A cannon, located 60.0 m from the base of a vertical 25.0 -m-tall cliff, shoots a 15-kg shell at 43.0 degrees above the horizontal toward the cliff. (a) What must the minimum muzzle velocity be for the shell to clear the top of the cliff? (b) The ground at the top of the cliff is level, with a constant elevation of 25.0 m above the cannon.
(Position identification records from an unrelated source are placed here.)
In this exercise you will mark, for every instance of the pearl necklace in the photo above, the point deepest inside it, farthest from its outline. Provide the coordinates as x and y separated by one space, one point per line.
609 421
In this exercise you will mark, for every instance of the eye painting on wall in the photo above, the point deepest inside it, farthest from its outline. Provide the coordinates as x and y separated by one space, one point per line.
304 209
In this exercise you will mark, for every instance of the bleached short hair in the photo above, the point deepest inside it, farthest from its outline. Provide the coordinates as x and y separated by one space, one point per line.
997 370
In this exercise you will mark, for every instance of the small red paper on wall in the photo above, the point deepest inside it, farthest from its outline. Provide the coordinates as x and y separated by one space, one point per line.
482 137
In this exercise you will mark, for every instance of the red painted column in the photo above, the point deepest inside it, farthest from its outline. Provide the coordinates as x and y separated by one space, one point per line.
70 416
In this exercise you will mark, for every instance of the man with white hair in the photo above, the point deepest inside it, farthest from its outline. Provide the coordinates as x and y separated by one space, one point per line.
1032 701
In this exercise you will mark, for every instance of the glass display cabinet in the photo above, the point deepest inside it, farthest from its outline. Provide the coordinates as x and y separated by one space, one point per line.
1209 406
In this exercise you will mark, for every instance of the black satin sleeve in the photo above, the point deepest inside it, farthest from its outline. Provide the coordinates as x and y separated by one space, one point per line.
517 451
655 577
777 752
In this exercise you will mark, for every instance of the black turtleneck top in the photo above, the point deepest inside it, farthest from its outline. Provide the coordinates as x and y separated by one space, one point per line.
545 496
Under the conditions of part (a), how far does the shell land past the edge of the cliff?

muzzle velocity = s
U = horizontal speed = s cos 43 forever = .731 s
time to cliff = T = 60/u = 60/(.731 s) = 82.1 /s
h = s sin 43 * t - 9.81/2 t^2
when t = T, h = 25
25 = s sin 43 (82.1/s) - 4.9 (82.1^2/s^2)
25 = 56 - 33028/s^2
33028 / s^2 = 31
s^2 = 1065
s = 32.6 meters/s
Now find the second time it reaches h = 25
h = s sin 43 * t - 9.81/2 t^2
25 = 32.6 sin 43 t - 4.9 t^2
4.9 t^2 - 22.2 t + 25 = 0
solve quadratic for the first and second t. The second t is when it lands back on the cliff.